Apoyo a la Información
Figura S1. Mirna expresión
en tejidos de cáncer de pulmón y los tejidos no cancerosos adyacentes. Las expresiones de miRNAs se miden con QRT-PCR. 5S rRNA se utilizó como control interno. El mapa de calor representa la sobreexpresión (rojo) y disminución en la expresión (verde) de miRNAs. los datos que faltan se representa con el color gris
doi:. 10.1371 /journal.pone.0088022.s001 gratis (TIF)
figura S2.
ciclina D1 y CDK4 ARNm se midieron mediante qRT-PCR. β-actina se utilizó como control interno. Los datos se presentan como media ± S.D. *, P & lt; 0,05; **, P & lt; 0,01; ***, P & lt; 0,001 (prueba de la t de Student)

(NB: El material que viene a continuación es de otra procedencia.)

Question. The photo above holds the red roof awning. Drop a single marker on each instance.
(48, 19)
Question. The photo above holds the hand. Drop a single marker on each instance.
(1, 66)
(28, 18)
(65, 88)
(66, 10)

doi:. 10.1371 /journal.pone.0088022.s002 gratis (TIF)
Tabla S1. .
La expresión de miRNAs en el tejido de cáncer de pulmón y los tejidos del pulmón no cancerosas
doi: 10.1371 /journal.pone.0088022.s003 gratis (DOC) sobre Table S2.
expresión relativa de 450 miRNAs
doi:. 10.1371 /journal.pone.0088022.s004 gratis (XLS) sobre Table S3.
Las características de los pacientes con cáncer de pulmón clínicos
doi:. 10.1371 /journal.pone.0088022.s005 gratis (DOC)
Reconocimientos
Estamos muy agradecidos con el Dr. Pei Duaquing por el don de las líneas celulares A549 y H460.